Having said that… In all honesty, sometimes I’m willing to have the inclusive dialogue, awash with empathy, generosity, and understanding – and sometimes I’m not, just want to batter, blame or silence. It all depends on how safe I feel.The deal for me is in having some self-acceptance re my very human fallibility. When I have that compassion for self I’m less likely to voice my fear-based prejudices.

The rather convoluted point is that the more we talk with (an aspiration of) honesty, open-mindedness and willingness the safer it feels.

By nick mercer on 11/05/2009 at 11:35 AM - .(JavaScript must be enabled to view this email address)

Regarding evidence bases etc there is a great resource here: http://www.tc-of.org.uk/radiotc/ch3/s14/p3s14-0005.xml

I suggest listening to George De Leon, Prof Blomqvist and Michael Gossop.

As a top tip for anyone who spends time in traffic jams – I buy a bunch of cheap CDs and burn these talks onto them and listen at leisure for less than 20p.
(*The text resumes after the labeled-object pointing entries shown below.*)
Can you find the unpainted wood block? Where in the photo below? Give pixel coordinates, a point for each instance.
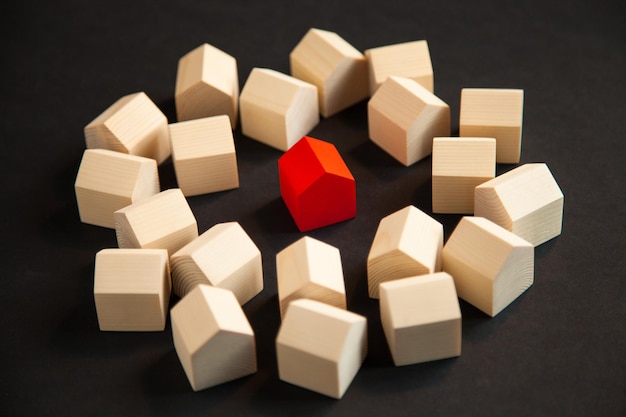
(320, 347)
(408, 242)
(108, 181)
(494, 113)
(207, 85)
(132, 289)
(491, 266)
(316, 184)
(132, 125)
(163, 221)
(525, 200)
(277, 109)
(309, 268)
(458, 166)
(336, 68)
(404, 117)
(212, 337)
(421, 318)
(203, 155)
(224, 256)
(407, 59)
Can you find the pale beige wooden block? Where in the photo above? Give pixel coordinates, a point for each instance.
(491, 266)
(309, 268)
(277, 109)
(526, 201)
(207, 85)
(320, 347)
(336, 68)
(212, 337)
(132, 125)
(132, 289)
(494, 113)
(108, 181)
(224, 256)
(163, 221)
(421, 318)
(408, 242)
(408, 59)
(404, 117)
(458, 166)
(203, 155)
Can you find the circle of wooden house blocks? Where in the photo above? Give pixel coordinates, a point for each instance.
(277, 109)
(133, 125)
(494, 113)
(132, 289)
(408, 59)
(108, 181)
(421, 318)
(525, 200)
(336, 68)
(491, 266)
(320, 347)
(212, 337)
(163, 221)
(224, 256)
(309, 268)
(207, 85)
(316, 185)
(458, 166)
(404, 117)
(203, 155)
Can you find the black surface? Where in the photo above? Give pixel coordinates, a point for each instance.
(557, 350)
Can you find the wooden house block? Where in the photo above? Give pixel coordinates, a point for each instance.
(458, 166)
(132, 125)
(310, 269)
(163, 221)
(108, 181)
(207, 85)
(491, 266)
(320, 347)
(525, 200)
(404, 117)
(224, 256)
(408, 59)
(212, 337)
(132, 289)
(316, 185)
(408, 242)
(203, 155)
(336, 68)
(277, 109)
(421, 318)
(494, 113)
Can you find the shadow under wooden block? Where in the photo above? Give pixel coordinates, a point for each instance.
(421, 318)
(132, 125)
(108, 181)
(212, 337)
(224, 256)
(525, 200)
(320, 347)
(408, 242)
(491, 266)
(132, 289)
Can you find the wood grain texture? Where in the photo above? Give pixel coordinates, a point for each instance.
(336, 68)
(320, 347)
(408, 242)
(525, 200)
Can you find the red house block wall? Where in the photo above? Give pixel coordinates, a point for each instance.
(316, 184)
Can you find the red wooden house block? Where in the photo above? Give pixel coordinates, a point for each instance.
(316, 184)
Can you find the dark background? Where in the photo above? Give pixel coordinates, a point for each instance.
(557, 350)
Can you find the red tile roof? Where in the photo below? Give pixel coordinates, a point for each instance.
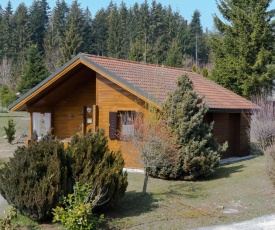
(158, 81)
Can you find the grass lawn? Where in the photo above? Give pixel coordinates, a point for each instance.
(234, 193)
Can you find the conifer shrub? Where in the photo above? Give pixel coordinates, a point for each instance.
(10, 131)
(92, 162)
(35, 178)
(197, 152)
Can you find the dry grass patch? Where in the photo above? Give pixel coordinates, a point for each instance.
(236, 192)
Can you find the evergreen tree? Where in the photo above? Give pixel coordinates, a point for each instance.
(34, 70)
(6, 44)
(174, 55)
(113, 42)
(7, 95)
(123, 32)
(74, 34)
(38, 22)
(157, 45)
(21, 38)
(55, 35)
(243, 48)
(184, 111)
(197, 43)
(88, 32)
(100, 30)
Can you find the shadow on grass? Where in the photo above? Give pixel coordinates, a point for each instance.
(132, 204)
(224, 172)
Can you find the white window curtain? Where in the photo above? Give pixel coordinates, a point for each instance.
(41, 123)
(47, 119)
(36, 123)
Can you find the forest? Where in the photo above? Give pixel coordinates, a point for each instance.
(150, 33)
(36, 40)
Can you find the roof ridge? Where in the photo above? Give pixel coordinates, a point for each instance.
(140, 63)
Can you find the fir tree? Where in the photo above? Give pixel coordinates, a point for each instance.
(55, 35)
(6, 37)
(34, 70)
(38, 22)
(243, 48)
(198, 152)
(74, 34)
(100, 30)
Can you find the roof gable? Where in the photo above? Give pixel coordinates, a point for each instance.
(159, 81)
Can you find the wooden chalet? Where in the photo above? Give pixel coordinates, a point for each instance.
(91, 91)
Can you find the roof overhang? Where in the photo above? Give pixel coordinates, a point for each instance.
(21, 104)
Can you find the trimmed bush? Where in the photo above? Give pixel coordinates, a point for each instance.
(93, 163)
(198, 152)
(35, 178)
(10, 131)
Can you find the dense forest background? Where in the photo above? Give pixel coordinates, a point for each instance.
(37, 40)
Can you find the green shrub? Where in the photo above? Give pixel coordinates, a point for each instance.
(93, 163)
(77, 212)
(270, 162)
(10, 130)
(6, 222)
(35, 178)
(197, 153)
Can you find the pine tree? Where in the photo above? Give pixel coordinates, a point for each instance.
(174, 55)
(74, 34)
(34, 70)
(6, 38)
(21, 37)
(113, 42)
(196, 46)
(55, 35)
(100, 30)
(38, 22)
(184, 111)
(243, 48)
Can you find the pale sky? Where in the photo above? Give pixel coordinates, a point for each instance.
(186, 8)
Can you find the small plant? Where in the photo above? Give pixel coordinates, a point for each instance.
(35, 179)
(77, 212)
(93, 162)
(6, 222)
(10, 130)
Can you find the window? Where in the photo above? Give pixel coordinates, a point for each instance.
(127, 123)
(123, 124)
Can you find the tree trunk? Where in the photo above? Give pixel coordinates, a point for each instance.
(146, 176)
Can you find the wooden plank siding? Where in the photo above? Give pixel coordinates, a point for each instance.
(113, 98)
(73, 104)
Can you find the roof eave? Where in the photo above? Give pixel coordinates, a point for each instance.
(20, 102)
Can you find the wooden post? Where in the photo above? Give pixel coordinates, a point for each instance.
(31, 125)
(94, 117)
(84, 120)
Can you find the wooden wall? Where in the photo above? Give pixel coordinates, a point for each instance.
(85, 95)
(231, 127)
(109, 97)
(112, 98)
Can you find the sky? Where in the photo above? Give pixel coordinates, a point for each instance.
(186, 8)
Those who listen to these will see where my ROIS ideas came from

By Mark Gilman on 11/05/2009 at 1:47 PM - .(JavaScript must be enabled to view this email address)

sorry, try http://www.tc-of.org.uk/wiki/index.php?title=P3S14

By Mark Gilman on 11/05/2009 at 1:49 PM - .(JavaScript must be enabled to view this email address)

Gerald G. May

The phrase “grateful alcoholic” occurs frequently at AA meetings. Some people are grateful simply to be in recovery, to have the resources and support that twelve-step programs provide. Others realize that their lives are more open and rich than they ever were before their struggles with addiction. For many, the gratitude is for a profound spiritual life that exists only because their addiction brought them to their knees.

“I was a willful, self-driven person before I realized I was addicted,” said one man. “My addiction defeated my will and finally led me to admit my powerlessness and to surrender to God. Without that defeat, I’m sure I would have continued to live as if I were the master of my fate. So I’m grateful because my addiction gave me the most important thing in my life: my relationship with God.”

People frequently discover or profoundly deepen their spiritual lives during recovery. Usually this is a gentle and consoling process. For some, however, there may come a time that is disconcerting, scary, and baffling to the recovering person as well as to their sponsor or spiritual director. It is a time I call the Dark Night of Recovery.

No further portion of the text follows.